Теперь солнце стояло высоко. Воздух постепенно плотнел, серая вуаль из пепла затемняла небо, на лбу Везувия сгущался кроваво-красный нимб, разрываемый зелеными вспышками. Вдалеке, за черной стеной горизонта, испещренной желтыми стрелами, ворчливо погромыхивал гром.
На улице возле Генерального штаба союзников была такая толчея, что дорогу нам приходилось прокладывать силой. Столпившиеся перед штабом люди молча ждали обнадеживающих известий. Но известия из потерпевших бедствие областей становились с каждым часом все печальней. Хибары в окрестностях Салерно не выдерживали огненного дождя. Пепельная буря уже несколько часов неистовствовала над островом Капри и угрожала похоронить под пеплом селения между Помпеями и Кастелламаре. После полудня генерал Корк попросил Джека съездить в район Помпей, где положение было самым серьезным. Дорожное полотно покрывал толстый ковер из пепла, по которому колеса нашего джипа катились с мягким шелковым скрипом. Странная тишина висела в воздухе, ее изредка прерывал рев Везувия. Меня поразил контраст между суетливой возней людей и молчаливой неподвижностью животных, стоявших под пепельным дождем и смотревших вокруг полными горестного изумления глазами. Время от времени мы проезжали через желтые облака серного пара. Колонны американских машин медленно поднимались в гору, доставляя продукты, медикаменты и одежду несчастным людям, живущим на склонах Везувия. Зеленый мрак окутал печальные поля. Дождь из горячей жижи хлестал по нашим лицам добрый отрезок пути. Вверху отвесно над нами угрожающе рычал Везувий, изрыгая высокие фонтаны раскаленных камней, которые с треском падали на землю. На подъезде к Торре-дель-Греко нас застал врасплох дождь из кусков лавы. Мы спрятались под стеной дома, стоявшего на морском берегу. Море было чудесного зеленого цвета, оно казалось огромной черепахой из старой меди. Парусник медленно рассекал твердый морской панцирь, от которого падавшие куски лавы отскакивали с громким шипением.
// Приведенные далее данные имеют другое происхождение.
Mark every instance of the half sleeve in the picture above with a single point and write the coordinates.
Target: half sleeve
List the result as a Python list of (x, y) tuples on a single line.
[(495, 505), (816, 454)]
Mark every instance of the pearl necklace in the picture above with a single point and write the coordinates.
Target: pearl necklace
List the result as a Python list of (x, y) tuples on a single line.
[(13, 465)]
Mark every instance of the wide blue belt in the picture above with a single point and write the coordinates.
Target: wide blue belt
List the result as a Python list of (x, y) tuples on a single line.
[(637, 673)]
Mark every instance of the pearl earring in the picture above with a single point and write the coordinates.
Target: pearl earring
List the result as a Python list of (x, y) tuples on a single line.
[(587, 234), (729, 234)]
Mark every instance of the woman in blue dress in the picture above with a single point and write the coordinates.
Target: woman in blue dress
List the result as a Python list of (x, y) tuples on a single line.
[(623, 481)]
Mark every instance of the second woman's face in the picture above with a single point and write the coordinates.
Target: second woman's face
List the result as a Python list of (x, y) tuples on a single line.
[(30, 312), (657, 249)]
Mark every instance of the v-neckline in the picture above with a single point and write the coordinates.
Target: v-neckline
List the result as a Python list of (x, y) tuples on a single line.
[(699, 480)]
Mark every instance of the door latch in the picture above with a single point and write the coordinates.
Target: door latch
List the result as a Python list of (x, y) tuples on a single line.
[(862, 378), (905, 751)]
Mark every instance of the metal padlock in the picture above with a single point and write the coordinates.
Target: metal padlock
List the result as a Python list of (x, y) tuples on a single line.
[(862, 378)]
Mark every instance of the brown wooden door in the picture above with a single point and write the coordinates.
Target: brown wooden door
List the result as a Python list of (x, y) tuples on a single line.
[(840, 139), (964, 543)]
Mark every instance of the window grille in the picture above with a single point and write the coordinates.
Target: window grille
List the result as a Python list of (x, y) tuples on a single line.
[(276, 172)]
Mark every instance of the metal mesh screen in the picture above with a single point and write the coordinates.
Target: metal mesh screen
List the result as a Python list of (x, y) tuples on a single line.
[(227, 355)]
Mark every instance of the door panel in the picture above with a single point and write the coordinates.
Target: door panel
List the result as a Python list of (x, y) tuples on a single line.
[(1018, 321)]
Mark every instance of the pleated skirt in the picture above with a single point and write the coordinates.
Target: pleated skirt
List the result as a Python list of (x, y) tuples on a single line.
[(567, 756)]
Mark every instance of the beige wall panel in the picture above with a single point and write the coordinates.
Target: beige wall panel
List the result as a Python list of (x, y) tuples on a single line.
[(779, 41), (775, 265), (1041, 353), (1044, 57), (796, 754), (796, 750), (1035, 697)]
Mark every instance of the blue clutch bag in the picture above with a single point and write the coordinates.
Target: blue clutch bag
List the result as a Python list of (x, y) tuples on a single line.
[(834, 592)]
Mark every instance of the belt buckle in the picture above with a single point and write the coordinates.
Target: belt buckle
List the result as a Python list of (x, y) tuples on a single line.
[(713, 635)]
Рядом с нами у подножия высокой скалы простирался небольшой луг, усеянный кустиками розмарина и цветущего дрока. Трава была ядовито-зеленого цвета, резкого и блестящего, такого живого, такого свежего оттенка, что он казался только что созданным, – это была девственная зелень, случайно увиденная в момент ее создания, в первые мгновения сотворения мира. Трава спускалась почти до самой воды усталого зеленого цвета, как если бы это море принадлежало еще древнему миру, сотворенному давным-давно.
Погребенная под пеплом местность вокруг была обуглена и обезображена безумным насилием природы, первобытным хаосом. Группы американских солдат в резиновых масках с медными пластинами, похожих на античные шлемы с забралом, ходили по селениям с носилками, подбирали раненых, а детей и женщин направляли к стоящим на дороге машинам. Несколько погибших лежало на обочине возле разрушенного дома, на их лицах были маски из затвердевшего пепла, и казалось, что у них вместо голов яйца. Это были еще не законченные Создателем мертвые, первые мертвые от сотворения мира.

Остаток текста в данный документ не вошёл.